Each session will be led by ICMA Centre faculty or suitable external speakers and will be a combination of lecture-based delivery followed by classroom debate. Reading materials and preparation activities on potential topics for class discussion will be provided in advance. Pre- and post-class discussion boards will be hosted on the VLE. It is important that students engage with these in order to participate effectively in the class discussions. If st udents are unable to attend a class, they should inform the module convenor in advance.


Contact hours:
  Autumn Spring Summer
Lectures 20
Seminars 10
Guided independent study:      
    Wider reading (independent) 50
    Advance preparation for classes 30
    Preparation for seminars 20
    Essay preparation 50
    Reflection 20
Total hours by term 0 200 0
Total hours for module 200

Summative Assessment Methods:
Method Percentage
Written assignment including essay 90
Oral assessment and presentation 10

Summative assessment- Examinations:

Summative assessment- Coursework and in-class tests:

One essay (2,000 words maximum) on a set question based on material covered in weeks 1-5 of the spring term.
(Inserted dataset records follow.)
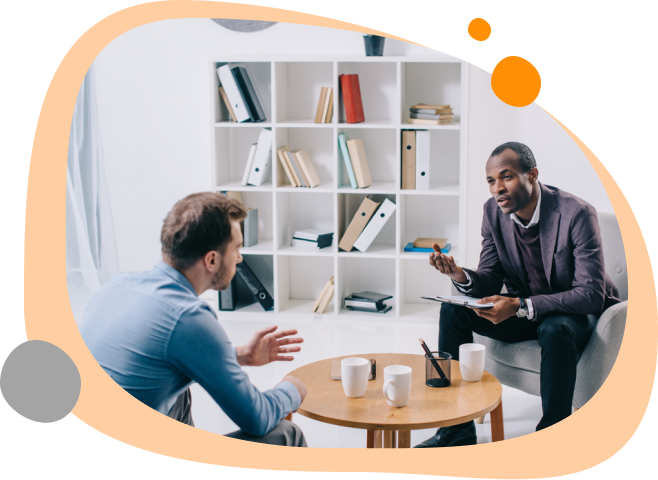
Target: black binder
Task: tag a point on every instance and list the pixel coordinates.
(228, 297)
(254, 285)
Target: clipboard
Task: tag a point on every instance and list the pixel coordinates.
(463, 300)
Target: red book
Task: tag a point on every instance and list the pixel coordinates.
(349, 85)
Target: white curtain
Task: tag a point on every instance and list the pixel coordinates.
(91, 256)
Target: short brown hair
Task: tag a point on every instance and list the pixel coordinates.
(197, 224)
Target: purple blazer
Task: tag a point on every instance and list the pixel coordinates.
(571, 252)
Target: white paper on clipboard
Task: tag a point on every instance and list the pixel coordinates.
(463, 300)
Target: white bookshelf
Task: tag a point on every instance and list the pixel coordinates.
(289, 89)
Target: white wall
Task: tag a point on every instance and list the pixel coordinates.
(152, 93)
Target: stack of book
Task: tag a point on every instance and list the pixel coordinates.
(351, 92)
(325, 108)
(325, 297)
(425, 245)
(259, 166)
(368, 221)
(367, 302)
(415, 160)
(356, 163)
(298, 167)
(239, 94)
(312, 238)
(424, 114)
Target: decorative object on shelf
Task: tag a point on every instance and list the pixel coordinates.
(425, 114)
(325, 297)
(244, 26)
(374, 45)
(367, 302)
(349, 86)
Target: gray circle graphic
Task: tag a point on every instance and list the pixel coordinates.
(242, 25)
(40, 382)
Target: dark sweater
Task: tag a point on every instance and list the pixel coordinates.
(530, 247)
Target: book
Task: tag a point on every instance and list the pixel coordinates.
(261, 169)
(409, 247)
(359, 162)
(342, 142)
(255, 286)
(375, 225)
(286, 167)
(330, 110)
(250, 162)
(427, 242)
(227, 103)
(422, 121)
(408, 159)
(349, 85)
(308, 169)
(249, 94)
(318, 112)
(327, 102)
(322, 294)
(358, 223)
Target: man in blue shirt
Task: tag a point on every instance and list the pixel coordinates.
(153, 335)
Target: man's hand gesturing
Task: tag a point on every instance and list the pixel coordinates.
(266, 346)
(446, 265)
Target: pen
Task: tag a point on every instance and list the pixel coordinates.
(446, 382)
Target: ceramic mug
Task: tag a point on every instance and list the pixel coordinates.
(397, 385)
(354, 373)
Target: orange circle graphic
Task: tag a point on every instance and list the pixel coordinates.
(479, 29)
(516, 81)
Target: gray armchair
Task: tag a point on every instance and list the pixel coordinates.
(517, 364)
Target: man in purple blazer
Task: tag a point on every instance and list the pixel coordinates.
(544, 246)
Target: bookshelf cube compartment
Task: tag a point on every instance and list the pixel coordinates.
(299, 89)
(260, 74)
(383, 163)
(366, 274)
(429, 216)
(301, 210)
(431, 83)
(318, 144)
(301, 280)
(246, 302)
(420, 279)
(384, 244)
(232, 147)
(379, 91)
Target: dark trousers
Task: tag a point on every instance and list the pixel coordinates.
(561, 337)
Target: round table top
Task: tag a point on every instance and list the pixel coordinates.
(428, 407)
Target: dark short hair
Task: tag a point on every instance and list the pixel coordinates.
(526, 158)
(197, 224)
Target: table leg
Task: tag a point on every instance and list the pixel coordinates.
(374, 439)
(404, 439)
(497, 429)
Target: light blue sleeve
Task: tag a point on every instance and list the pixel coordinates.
(199, 347)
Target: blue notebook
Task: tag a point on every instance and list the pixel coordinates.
(409, 247)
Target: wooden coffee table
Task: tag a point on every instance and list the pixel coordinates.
(389, 426)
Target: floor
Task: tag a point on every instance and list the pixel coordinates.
(326, 338)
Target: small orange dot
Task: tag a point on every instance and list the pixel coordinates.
(479, 29)
(516, 81)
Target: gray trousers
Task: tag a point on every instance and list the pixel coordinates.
(285, 433)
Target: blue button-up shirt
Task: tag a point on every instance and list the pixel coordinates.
(153, 335)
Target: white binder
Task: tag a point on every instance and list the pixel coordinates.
(233, 93)
(261, 169)
(375, 225)
(422, 160)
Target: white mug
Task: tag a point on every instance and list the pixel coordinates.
(354, 373)
(397, 385)
(471, 361)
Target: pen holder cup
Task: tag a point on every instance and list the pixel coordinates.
(432, 377)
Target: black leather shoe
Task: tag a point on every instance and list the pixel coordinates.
(457, 435)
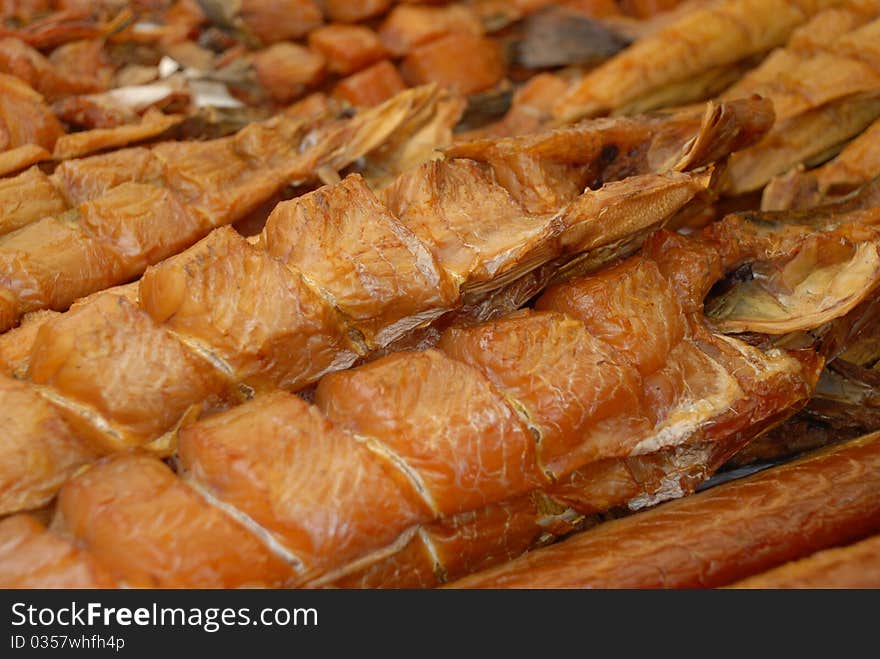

The submission deadline will be in week 7 of spring term. This will be weighted at 40% of the final mark. 

One essay (3,000 words maximum) on a topic of the students’ choice (subject to approval by the module convenor). The submission deadline will be weeks 1 or 2 of the summer term. This will be weighted at 50% of the final mark. 

It is essential that students participate fully in discussion and debate, both in and out of class. 10% of the overall mark will be awarded for engaging in lectures and seminars and making relevant contributions to out-of-class discussion boards and quizzes on the VLE. If the student has a valid reason for not attending a class, they must notify the module convenor as soon as possible and preferably in advance. 

Formative assessment methods:

Students will receive feedback on their participation in class discussions and on their contribution to discussion boards and quizzes on the VLE.

Penalties for late submission:

The Support Centres will apply the following penalties for work submitted late:

  • where the piece of work is submitted after the original deadline (or any formally agreed extension to the deadline): 10% of the total marks available for that piece of work will be deducted from the mark for each working day (or part thereof) following the deadline up to a total of five working days;
  • where the piece of work is submitted more than five working days after the original deadline (or any formally agreed extension to the deadline): a mark of zero will be recorded.
The University policy statement on penalties for late submission can be found at: https://www.reading.ac.uk/cqsd/-/media/project/functions/cqsd/documents/cqsd-old-site-documents/penaltiesforlatesubmission.pdf
You are strongly advised to ensure that coursework is submitted by the relevant deadline. You should note that it is advisable to submit work in an unfinished state rather than to fail to submit any work.

Assessment requirements for a pass:

A minimum mark of 40%.

Reassessment arrangements:

Resubmission of the second coursework essay.